Bear in mind that there are people on these planets prior to colonization. The local militia you cheerfully demolish in order to colonize a planet is not just guarding an empty world -- there are independent civilians down there before you send colonists. Since the Vasari and Advent invaded Trader space, we can assume that these planets are home to independent Trader civilizations who haven't yet gotten the memo to join the Coalition.

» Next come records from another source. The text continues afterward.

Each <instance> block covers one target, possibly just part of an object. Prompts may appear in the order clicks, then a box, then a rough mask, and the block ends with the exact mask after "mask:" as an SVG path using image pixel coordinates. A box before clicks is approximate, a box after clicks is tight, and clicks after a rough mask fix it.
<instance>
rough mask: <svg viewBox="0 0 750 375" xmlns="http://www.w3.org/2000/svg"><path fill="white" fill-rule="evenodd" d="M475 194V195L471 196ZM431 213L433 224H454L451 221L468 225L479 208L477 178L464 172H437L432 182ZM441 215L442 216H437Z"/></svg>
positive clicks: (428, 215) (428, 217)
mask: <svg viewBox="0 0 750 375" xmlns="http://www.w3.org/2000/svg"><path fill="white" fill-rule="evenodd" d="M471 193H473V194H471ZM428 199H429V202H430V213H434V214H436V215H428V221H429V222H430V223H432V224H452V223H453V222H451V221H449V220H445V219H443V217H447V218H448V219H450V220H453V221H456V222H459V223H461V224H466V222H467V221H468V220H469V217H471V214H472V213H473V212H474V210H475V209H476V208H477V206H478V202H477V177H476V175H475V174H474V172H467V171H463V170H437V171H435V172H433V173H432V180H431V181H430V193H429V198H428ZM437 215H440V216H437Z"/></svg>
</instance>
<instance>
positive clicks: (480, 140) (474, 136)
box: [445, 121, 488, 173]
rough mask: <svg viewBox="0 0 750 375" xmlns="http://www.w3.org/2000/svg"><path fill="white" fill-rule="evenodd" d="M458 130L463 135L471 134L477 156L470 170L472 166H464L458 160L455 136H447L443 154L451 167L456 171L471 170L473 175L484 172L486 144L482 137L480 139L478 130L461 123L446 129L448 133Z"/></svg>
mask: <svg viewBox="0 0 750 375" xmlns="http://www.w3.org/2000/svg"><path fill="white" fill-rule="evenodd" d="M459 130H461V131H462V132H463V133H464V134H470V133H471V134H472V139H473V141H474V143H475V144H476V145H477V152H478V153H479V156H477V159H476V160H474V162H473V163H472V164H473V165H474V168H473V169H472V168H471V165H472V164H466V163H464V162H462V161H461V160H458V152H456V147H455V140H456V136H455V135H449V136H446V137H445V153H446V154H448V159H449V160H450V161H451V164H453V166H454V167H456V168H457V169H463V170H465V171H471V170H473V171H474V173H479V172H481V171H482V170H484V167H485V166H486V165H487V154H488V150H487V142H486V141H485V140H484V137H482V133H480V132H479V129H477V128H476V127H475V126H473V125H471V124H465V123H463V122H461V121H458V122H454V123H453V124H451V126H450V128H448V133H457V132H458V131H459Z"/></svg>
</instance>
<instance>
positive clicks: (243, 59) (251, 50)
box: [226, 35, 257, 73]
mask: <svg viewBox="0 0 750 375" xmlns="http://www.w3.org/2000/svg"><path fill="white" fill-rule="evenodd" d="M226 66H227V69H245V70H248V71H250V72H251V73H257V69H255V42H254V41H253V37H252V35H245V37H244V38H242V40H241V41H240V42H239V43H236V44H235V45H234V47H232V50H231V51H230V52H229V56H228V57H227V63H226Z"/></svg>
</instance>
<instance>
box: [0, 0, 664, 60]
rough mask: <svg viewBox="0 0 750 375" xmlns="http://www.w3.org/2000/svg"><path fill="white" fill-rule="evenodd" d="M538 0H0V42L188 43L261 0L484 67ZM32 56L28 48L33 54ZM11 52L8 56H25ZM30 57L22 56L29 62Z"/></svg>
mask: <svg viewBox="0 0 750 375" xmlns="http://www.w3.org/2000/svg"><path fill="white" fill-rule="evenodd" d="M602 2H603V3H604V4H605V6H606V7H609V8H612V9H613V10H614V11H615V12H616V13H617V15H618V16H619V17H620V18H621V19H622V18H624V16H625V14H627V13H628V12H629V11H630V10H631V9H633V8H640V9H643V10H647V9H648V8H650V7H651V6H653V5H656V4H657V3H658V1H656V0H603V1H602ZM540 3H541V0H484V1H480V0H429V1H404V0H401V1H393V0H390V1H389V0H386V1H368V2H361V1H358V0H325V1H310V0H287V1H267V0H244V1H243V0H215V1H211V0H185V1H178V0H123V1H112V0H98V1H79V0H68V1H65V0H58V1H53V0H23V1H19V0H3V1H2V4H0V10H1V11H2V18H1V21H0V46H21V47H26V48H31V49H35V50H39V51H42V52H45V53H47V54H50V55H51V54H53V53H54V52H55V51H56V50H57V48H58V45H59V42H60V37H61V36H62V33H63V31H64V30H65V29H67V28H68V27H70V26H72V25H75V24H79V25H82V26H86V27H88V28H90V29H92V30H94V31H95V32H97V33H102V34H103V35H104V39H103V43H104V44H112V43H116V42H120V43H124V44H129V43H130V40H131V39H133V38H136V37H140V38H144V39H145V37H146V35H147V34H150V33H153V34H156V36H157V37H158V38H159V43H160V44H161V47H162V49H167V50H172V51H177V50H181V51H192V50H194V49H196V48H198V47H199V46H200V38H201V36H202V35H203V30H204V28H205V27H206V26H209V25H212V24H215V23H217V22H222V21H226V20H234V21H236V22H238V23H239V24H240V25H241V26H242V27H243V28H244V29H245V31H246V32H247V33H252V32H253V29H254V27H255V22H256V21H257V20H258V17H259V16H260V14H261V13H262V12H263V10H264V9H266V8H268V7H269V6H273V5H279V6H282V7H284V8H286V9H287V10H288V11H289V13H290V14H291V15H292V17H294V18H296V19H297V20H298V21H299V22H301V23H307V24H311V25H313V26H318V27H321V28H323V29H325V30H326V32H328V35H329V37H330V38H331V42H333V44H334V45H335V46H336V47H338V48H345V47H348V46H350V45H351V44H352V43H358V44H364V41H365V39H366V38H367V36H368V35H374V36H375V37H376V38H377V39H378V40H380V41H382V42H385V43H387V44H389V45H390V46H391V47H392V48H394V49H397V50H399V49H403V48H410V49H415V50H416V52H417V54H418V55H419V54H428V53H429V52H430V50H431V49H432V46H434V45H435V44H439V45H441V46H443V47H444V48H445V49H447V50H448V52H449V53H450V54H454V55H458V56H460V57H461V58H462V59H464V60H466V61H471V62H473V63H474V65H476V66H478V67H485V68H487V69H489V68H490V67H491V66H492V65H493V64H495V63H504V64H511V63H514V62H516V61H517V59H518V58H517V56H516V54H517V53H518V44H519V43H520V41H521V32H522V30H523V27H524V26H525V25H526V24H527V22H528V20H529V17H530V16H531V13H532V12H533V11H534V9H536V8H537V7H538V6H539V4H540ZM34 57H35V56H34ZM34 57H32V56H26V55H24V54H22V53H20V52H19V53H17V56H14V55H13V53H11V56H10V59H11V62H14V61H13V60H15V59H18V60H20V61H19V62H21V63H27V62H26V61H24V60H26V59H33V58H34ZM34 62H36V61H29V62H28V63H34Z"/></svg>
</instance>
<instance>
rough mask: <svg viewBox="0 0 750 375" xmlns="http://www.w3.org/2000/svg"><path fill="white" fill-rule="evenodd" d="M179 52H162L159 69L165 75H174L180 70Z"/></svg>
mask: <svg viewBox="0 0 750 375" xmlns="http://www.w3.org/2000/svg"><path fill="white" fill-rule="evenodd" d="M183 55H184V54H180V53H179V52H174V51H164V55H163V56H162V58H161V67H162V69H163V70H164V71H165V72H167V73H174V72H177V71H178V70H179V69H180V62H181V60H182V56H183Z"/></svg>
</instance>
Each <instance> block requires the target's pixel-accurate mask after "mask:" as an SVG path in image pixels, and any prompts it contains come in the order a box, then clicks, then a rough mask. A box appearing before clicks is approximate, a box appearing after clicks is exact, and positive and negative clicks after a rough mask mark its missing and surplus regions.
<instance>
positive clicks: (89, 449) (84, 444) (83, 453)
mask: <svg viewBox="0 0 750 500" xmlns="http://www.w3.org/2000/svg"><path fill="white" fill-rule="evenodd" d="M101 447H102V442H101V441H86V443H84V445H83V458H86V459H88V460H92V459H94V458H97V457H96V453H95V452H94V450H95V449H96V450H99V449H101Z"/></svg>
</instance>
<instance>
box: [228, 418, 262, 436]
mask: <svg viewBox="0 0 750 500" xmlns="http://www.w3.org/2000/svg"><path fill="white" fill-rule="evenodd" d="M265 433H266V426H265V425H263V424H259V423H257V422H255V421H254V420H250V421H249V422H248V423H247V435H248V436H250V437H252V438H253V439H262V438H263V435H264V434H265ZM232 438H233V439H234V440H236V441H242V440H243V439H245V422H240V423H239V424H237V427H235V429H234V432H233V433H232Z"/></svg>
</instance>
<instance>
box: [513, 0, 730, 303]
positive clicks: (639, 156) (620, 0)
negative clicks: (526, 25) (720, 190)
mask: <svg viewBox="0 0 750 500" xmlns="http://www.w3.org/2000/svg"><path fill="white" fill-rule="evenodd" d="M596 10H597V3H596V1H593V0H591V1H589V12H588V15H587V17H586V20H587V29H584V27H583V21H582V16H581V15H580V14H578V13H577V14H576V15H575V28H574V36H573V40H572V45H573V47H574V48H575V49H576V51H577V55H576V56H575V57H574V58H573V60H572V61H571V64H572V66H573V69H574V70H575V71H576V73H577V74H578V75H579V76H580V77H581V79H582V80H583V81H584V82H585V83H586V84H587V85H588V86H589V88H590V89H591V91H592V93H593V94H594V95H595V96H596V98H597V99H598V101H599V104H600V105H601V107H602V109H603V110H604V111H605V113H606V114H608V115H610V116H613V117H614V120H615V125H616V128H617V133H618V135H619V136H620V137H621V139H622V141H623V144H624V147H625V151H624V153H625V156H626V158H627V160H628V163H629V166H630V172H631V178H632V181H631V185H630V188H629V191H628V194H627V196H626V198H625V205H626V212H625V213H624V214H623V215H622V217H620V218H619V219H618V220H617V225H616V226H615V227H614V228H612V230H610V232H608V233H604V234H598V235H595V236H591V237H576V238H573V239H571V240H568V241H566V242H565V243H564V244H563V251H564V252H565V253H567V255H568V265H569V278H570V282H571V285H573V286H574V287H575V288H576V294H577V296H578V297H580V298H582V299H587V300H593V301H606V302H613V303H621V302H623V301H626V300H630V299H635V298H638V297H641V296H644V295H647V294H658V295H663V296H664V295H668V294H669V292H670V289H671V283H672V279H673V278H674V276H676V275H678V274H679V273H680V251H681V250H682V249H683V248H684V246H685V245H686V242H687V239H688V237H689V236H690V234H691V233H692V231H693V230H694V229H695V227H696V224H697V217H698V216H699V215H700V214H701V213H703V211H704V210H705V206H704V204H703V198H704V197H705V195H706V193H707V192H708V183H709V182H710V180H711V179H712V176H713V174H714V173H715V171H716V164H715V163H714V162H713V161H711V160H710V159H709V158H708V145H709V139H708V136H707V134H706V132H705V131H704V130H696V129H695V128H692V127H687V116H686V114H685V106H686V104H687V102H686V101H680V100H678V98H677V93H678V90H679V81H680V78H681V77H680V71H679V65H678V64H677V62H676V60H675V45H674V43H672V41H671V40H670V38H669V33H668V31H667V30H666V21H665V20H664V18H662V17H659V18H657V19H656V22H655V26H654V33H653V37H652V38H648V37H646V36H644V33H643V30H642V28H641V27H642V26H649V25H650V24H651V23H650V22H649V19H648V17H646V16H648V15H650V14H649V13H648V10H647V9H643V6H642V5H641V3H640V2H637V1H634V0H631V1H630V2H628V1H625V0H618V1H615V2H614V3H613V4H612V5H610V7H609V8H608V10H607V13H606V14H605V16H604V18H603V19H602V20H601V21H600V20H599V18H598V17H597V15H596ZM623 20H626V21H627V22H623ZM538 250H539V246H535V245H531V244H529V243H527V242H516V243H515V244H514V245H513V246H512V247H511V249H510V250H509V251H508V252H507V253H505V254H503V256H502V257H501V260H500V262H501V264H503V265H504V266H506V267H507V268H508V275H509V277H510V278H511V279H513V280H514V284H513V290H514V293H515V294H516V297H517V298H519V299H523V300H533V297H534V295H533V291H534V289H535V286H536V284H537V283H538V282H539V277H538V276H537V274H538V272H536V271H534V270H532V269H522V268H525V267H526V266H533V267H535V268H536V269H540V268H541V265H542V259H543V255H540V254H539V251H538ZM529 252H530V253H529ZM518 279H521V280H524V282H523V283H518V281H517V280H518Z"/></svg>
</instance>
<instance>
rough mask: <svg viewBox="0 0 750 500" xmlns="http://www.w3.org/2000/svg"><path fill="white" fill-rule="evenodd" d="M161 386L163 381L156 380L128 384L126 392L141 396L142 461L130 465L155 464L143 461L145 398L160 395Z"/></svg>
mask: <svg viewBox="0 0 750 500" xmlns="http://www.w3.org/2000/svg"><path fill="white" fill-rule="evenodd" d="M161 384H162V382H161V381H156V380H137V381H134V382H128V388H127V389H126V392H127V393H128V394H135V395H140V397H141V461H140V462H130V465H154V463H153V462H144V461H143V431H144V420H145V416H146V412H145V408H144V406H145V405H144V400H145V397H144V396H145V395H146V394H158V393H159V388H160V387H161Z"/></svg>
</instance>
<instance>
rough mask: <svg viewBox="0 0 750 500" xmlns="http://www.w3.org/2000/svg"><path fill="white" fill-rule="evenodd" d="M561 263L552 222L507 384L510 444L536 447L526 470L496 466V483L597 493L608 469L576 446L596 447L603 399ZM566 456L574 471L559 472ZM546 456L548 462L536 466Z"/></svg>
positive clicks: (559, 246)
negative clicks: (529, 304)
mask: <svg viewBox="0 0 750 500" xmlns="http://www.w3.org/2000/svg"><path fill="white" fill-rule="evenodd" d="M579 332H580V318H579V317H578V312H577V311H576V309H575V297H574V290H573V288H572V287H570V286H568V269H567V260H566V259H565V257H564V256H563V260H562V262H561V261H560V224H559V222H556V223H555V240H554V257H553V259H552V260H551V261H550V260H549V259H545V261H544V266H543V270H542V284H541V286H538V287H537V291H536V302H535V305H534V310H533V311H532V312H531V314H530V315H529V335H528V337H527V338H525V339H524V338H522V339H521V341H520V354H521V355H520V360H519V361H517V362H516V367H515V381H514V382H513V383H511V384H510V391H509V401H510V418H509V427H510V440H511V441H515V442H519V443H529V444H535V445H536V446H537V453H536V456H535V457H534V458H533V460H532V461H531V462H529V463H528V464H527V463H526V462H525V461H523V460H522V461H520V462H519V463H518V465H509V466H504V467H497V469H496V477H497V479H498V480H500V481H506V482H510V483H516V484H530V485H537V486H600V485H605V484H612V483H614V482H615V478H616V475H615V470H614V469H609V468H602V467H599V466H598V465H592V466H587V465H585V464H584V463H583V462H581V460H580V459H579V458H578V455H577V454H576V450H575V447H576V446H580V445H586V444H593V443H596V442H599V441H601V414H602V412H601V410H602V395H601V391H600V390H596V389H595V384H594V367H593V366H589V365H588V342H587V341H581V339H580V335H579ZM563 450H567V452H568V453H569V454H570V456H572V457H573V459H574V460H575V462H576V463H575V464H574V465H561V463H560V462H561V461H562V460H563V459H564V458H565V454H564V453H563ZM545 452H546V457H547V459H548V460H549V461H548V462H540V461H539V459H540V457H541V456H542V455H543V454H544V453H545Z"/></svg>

Presumably, when colonization occurs, the TEC gives them membership benefits (including tax breaks, Costco cards for everyone, and a nice fleet to defend them from the Advent and the Vasari), the Advent converts the locals to Unity worship, and the Vasari tell them to become valued citizens or die.
The way I see it, cultural overthrow means local insurrection, Heinlein-style (not that I agree with Heinlein on a lot of things, just saying): people buy the incoming propaganda, stage a revolution, overthrow the planetary capital, and establish a regime that is neutral with regard to both the original owner and your empire. Picture violence in the streets, tanks surrounding the capitol building, people with guns and rebel insignias standing on street corners, back-room debates about Marx, hidden weapons caches, that sort of thing.
Also, what Juletron said: population reflects taxable population. There are still people there, even after orbital bombardment, but they don't occupy cities and they don't take kindly to taxation.
To make a long story short, I'm pretty sure a planet overthrown by culture reverts to the independent state it maintained before anyone colonized it -- people living their lives until someone comes along and makes them an offer they don't refuse.